Mornington Peninsula Shire is calling for a ban on taking giant spider crabs during their annual moult between May and June in southern Port Phillip.
“In the past couple of years we’ve witnessed hundreds of people congregating on Rye pier to lower their crab nets and catch countless numbers of crabs,” Mayor Despi O’Connor said yesterday. “The chicken carcasses and other food sources used to attract the crabs has resulted in significant pollution in the water and on the foreshore, which is unacceptable. With the annual aggregation event about to happen, we are urgently calling on the Victorian Fisheries Authority and (relevant ministers) to implement an exclusion zone to protect the crabs and this unique occurrence. As a major stakeholder in the management of the Rye foreshore, we echo the community’s concerns about the crabs and urge the government to protect them.”

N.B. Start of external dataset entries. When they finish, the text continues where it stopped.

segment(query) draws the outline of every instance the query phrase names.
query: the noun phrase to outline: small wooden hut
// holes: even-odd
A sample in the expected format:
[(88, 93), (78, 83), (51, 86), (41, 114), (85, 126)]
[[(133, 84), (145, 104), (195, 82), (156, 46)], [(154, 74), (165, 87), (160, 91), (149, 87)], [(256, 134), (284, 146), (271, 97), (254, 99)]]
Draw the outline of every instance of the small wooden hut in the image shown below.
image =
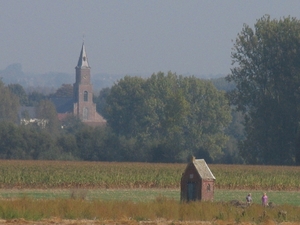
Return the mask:
[(181, 177), (181, 201), (212, 201), (215, 180), (205, 160), (192, 157)]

The Shire has previously written to the State Government and the VFA to share community concerns regarding the increased level of human interference in the annual moult around Rye and Blairgowrie. The VFA subsequently temporarily reduced the catch limit from 30 to 15, but the Shire wants a seasonal no-take zone imposed exclusively for the crabs similar to one imposed to protect rays in Port Phillip. It is also working with the Peninsula’s Spider Crab Alliance, which highlights concerns surrounding the crabbing and netting of crabs during their moult. The SCA has scheduled a community information session at 2pm next Sunday, June 6, at the Rye Scout Hall subject to COVID-19 restrictions.

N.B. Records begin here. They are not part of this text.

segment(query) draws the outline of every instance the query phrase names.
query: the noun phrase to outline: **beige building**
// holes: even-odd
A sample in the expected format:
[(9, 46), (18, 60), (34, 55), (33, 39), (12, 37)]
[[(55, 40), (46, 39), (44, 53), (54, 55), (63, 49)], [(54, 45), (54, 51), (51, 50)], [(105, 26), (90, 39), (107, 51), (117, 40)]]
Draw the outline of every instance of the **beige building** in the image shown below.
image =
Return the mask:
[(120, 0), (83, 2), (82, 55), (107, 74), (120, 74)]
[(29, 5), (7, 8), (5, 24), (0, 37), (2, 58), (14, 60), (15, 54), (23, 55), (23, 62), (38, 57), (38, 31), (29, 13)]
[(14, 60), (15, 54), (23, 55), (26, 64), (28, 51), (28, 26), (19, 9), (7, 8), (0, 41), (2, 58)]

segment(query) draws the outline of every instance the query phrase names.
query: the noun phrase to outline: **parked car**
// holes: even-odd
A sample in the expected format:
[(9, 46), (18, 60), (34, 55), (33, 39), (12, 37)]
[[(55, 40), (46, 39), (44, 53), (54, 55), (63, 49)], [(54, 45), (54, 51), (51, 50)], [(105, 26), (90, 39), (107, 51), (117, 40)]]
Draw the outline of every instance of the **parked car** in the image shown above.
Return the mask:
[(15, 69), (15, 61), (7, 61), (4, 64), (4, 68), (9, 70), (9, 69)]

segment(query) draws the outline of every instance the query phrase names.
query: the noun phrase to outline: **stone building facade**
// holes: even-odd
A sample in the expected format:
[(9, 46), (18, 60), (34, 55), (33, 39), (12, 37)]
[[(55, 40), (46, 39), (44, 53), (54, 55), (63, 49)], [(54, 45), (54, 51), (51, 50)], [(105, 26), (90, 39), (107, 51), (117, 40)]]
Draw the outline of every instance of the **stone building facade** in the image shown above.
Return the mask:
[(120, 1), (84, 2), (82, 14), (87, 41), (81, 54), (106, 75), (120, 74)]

Deputy Mayor Sarah Race said naturalist Sir David Attenborough recognised the importance of the event when he documented the annual moult as part of his Blue Planet series. “In this spirit, we want to protect the crabs so people can witness the wonders of nature, not harm the crab population and risk the future of this species and the local ecosystem,” Cr Race said. “Let’s celebrate the crabs, not decimate them.”